1. Selection of Nozzle
The slurry itself requires the nozzle to be corrosion-resistant. However, due to the high pressure at the nozzle and the large flow rate, the interior is required to be resistant to corrosion and the surface is required to be resistant to erosion (because the upper layer of slurry is sprayed down). Therefore, the material of the nozzle is required to be made of silicon carbide. The top layer of the nozzle is a single spray, and the lower 2 to 3 layers are all sprayed up and down at the same time. Generally, the upper spray angle is 20 degrees. The flow accounts for 70% of the total amount of the nozzles, the downward spray angle is 90 degrees, and the flow accounts for 30%. There are three types of nozzles: flange connection, thread connection and socket connection. For example, if the shotcrete pipe is made of FRP material, the latter two connection methods should be used. If the inner and outer rubber of the steel pipe is used, only the former can be used.
2. Nozzle characteristic parameters
The characteristic parameters of the nozzle mainly include nozzle pressure drop, spray angle, nozzle flow and so on.
(1) Nozzle pressure drop refers to the pressure loss generated when the slurry passes through the nozzle channel, which is mainly related to structural parameters and slurry viscosity and other factors. The greater the pressure drop, the greater the energy consumption of the system. Generally, the typical pressure drop of WFGD spray system nozzle is 0.05-0.1MPa.

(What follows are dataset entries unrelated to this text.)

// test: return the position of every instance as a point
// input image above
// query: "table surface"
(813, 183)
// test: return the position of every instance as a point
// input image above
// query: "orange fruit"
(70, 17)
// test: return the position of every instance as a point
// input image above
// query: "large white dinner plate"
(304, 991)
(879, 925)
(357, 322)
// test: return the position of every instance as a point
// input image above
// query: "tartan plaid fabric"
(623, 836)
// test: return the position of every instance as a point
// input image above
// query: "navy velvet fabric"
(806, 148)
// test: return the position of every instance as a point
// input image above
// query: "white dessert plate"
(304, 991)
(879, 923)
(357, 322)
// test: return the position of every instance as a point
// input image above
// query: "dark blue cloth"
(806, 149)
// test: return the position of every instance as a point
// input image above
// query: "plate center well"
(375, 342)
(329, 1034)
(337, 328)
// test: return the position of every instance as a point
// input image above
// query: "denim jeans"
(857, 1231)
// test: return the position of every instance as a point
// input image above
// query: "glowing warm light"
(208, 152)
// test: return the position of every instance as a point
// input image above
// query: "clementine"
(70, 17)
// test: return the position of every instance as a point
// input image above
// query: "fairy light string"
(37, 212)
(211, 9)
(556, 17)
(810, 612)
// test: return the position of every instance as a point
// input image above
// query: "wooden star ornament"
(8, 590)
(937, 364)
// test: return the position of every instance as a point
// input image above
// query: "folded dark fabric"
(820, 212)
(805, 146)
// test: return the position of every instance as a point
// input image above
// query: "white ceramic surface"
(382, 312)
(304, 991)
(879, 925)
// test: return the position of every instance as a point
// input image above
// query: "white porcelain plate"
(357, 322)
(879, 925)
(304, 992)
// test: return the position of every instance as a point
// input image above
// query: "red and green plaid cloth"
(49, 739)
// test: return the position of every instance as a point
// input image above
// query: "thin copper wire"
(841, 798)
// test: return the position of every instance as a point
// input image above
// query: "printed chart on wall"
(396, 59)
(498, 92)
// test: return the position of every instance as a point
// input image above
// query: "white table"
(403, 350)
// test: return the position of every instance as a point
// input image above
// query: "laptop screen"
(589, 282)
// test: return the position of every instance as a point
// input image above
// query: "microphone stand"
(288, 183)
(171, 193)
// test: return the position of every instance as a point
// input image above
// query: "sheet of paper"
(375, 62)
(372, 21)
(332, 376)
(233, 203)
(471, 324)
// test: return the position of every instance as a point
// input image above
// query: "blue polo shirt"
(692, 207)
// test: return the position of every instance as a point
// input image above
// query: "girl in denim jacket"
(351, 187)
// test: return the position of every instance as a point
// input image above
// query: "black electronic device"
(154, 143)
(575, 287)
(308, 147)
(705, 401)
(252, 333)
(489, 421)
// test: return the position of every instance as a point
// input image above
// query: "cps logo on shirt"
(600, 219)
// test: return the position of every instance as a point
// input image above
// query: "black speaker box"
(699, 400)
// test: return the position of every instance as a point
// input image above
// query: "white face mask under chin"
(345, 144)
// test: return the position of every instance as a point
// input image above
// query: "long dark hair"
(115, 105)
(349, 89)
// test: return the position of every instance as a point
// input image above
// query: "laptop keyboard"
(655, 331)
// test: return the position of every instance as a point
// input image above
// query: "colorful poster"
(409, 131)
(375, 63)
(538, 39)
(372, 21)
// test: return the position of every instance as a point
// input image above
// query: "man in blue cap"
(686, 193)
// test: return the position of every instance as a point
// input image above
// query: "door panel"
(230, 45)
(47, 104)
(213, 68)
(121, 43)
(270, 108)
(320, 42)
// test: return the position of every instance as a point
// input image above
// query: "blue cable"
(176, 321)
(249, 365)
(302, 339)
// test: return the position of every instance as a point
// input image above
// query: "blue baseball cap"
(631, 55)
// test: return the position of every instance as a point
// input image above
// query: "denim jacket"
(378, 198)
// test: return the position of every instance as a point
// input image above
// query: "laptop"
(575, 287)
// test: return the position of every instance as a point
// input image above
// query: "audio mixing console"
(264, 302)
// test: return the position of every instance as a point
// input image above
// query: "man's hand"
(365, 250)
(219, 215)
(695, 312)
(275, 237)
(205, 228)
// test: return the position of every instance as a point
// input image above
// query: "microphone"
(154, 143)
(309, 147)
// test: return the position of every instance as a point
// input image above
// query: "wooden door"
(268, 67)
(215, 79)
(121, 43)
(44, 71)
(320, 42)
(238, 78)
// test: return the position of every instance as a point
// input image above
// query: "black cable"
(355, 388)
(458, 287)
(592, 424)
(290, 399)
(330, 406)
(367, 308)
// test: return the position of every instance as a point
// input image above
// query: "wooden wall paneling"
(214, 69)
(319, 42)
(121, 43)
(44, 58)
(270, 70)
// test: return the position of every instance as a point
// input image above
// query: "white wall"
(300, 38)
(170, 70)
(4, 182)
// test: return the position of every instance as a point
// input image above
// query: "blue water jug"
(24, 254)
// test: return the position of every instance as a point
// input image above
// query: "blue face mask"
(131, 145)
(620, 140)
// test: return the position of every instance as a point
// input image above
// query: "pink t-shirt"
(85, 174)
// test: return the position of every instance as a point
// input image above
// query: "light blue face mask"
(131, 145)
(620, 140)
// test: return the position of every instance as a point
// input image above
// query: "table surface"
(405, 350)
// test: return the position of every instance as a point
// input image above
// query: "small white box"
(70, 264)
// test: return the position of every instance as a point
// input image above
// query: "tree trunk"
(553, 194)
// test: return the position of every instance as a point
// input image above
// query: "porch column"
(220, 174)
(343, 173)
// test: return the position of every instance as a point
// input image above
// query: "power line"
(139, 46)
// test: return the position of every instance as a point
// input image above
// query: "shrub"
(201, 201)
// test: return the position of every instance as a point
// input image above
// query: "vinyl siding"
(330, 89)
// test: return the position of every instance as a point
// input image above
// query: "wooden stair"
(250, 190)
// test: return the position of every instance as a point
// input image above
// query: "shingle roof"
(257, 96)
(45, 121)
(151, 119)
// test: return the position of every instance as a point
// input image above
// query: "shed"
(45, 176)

(2) The spray angle refers to the cone angle of the liquid film cone formed after the slurry leaves the nozzle orifice, which is mainly affected by factors such as the radius of the nozzle hole, the radius of the rotating chamber and the radius of the slurry inlet. When selecting the spray angle, it must be combined with the arrangement of the nozzles in the tower to ensure the coverage uniformity and coverage in the tower. Usually, the spray angle is required to be 90 to 120 degrees.
(3) Nozzle flow refers to the volume flow through the nozzle per unit time, which is mainly related to factors such as pressure drop and nozzle structure parameters. Nozzle flow is determined according to system layout and process calculation.

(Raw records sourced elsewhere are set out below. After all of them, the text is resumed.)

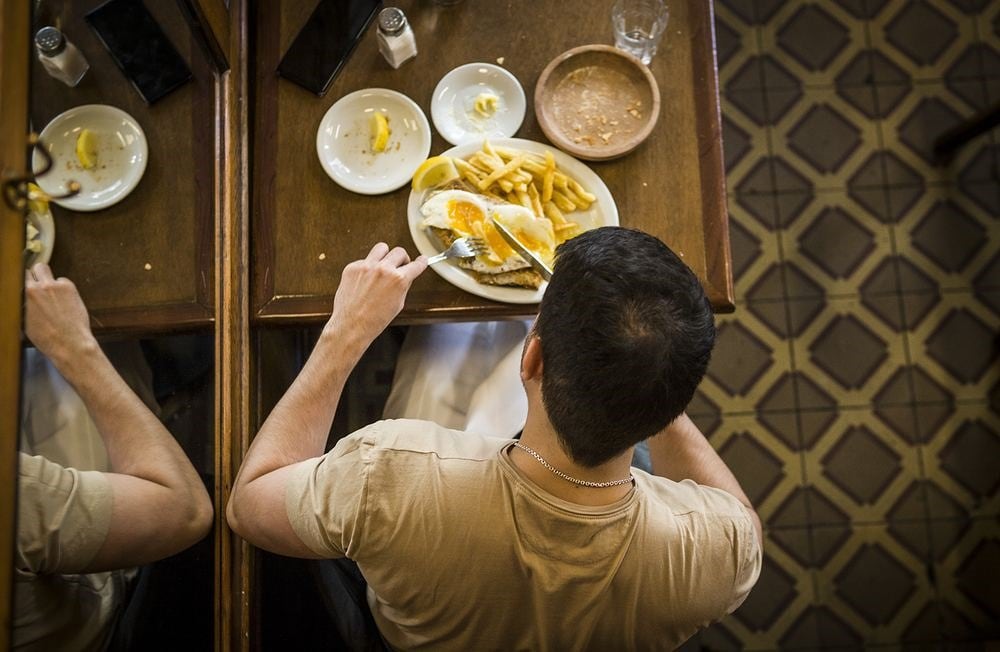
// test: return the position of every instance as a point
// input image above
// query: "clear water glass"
(639, 25)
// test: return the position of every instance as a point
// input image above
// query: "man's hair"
(626, 334)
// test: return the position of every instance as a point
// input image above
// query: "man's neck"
(541, 438)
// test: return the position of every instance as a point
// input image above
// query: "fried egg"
(468, 214)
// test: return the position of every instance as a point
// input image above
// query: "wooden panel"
(672, 186)
(232, 334)
(167, 221)
(13, 158)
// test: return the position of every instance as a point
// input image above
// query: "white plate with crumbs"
(344, 141)
(121, 156)
(477, 101)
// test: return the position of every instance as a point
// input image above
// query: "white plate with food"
(101, 147)
(476, 101)
(599, 211)
(372, 141)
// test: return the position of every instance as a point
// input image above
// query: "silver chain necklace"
(568, 478)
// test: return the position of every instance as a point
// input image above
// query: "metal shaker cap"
(50, 41)
(391, 21)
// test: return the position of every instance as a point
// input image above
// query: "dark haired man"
(551, 541)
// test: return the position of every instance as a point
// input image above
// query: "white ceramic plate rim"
(471, 74)
(402, 173)
(603, 212)
(55, 180)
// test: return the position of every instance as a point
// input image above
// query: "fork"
(464, 247)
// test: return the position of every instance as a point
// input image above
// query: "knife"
(523, 251)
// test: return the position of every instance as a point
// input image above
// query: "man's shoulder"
(416, 437)
(688, 498)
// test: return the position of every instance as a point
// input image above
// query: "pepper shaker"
(395, 38)
(59, 57)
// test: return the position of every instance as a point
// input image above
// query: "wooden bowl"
(596, 102)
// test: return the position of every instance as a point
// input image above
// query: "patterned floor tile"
(955, 343)
(849, 354)
(747, 360)
(966, 583)
(922, 36)
(927, 112)
(767, 468)
(872, 587)
(949, 237)
(813, 40)
(825, 138)
(959, 458)
(752, 247)
(836, 243)
(860, 465)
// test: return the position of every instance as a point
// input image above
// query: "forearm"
(137, 443)
(682, 452)
(298, 426)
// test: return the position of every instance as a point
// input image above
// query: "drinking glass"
(639, 26)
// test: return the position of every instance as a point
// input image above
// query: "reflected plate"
(121, 156)
(603, 212)
(453, 102)
(343, 142)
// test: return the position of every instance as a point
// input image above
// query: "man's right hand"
(55, 319)
(371, 293)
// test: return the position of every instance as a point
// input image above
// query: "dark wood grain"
(167, 221)
(671, 186)
(233, 555)
(13, 159)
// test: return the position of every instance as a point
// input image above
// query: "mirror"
(117, 450)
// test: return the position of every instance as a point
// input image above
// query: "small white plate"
(452, 106)
(121, 156)
(46, 235)
(343, 141)
(603, 212)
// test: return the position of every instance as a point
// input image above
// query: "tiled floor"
(856, 391)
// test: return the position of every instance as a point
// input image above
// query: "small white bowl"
(452, 106)
(343, 142)
(121, 156)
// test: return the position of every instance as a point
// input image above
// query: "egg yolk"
(463, 215)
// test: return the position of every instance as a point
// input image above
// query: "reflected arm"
(159, 504)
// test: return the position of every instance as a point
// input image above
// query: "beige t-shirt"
(63, 518)
(461, 551)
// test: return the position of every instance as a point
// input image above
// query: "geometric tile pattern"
(875, 584)
(855, 392)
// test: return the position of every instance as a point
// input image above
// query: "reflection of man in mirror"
(549, 541)
(102, 485)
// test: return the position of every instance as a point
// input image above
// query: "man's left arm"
(370, 295)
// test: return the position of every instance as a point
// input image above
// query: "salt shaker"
(59, 57)
(395, 38)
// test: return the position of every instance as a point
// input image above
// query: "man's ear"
(531, 360)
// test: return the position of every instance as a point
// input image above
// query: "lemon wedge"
(380, 131)
(485, 104)
(37, 202)
(86, 149)
(434, 171)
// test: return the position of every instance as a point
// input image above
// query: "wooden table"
(672, 186)
(167, 222)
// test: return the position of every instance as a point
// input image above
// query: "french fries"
(530, 180)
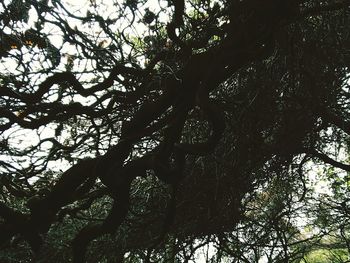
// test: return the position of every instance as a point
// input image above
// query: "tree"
(170, 126)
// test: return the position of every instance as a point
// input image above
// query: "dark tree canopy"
(142, 131)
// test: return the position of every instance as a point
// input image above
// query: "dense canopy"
(151, 131)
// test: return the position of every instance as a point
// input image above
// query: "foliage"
(174, 131)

3. Nozzle layout design in the tower
It is very important to arrange the nozzles in the tower. Only with a reasonable and optimized nozzle layout design can the system design requirements be met and the desulfurization system achieve a high desulfurization rate. There are two ways to arrange the nozzles in the tower: one is concentric circle arrangement, and the other is matrix arrangement.
The following issues should be paid attention to when designing the layout of nozzles in the tower:
(1) Select a reasonable nozzle coverage height, which is usually determined according to the characteristics of the nozzle and the distance between the two layers of spray.
(2) Select a reasonable number of single-layer nozzles. Generally speaking, the number of nozzles is determined according to the process calculation. Usually, a spray pipe network is arranged on each layer, and each layer should be equipped with enough nozzles to minimize the length of pipes connecting the nozzles.
(3) After the nozzle coverage height is determined, the coverage area of a single nozzle can be calculated.
(4) When arranging nozzles in the desulfurization tower, select an appropriate distance between the nozzles. The nozzle spacing is usually selected according to the number of nozzles and the diameter of the desulfurization tower, and should be considered as a whole with the nozzle arrangement plan connecting the nozzles.
(5) Select a reasonable economic flow rate, and determine the diameter of the limestone slurry parent pipe and branch pipe according to the standard of the nozzle product.
(6) When checking the coverage rate of the spray layer in the desulfurization tower, not only the influence of the collision of the nozzle liquid flow with the parent pipe, branch pipe and support on the coverage rate, but also the coverage uniformity of all nozzles in the desulfurization tower should be considered. The impact of the collision of the nozzle liquid flow with the parent pipe, branch pipe and support on the coverage rate must also be considered when selecting the spray layer spacing.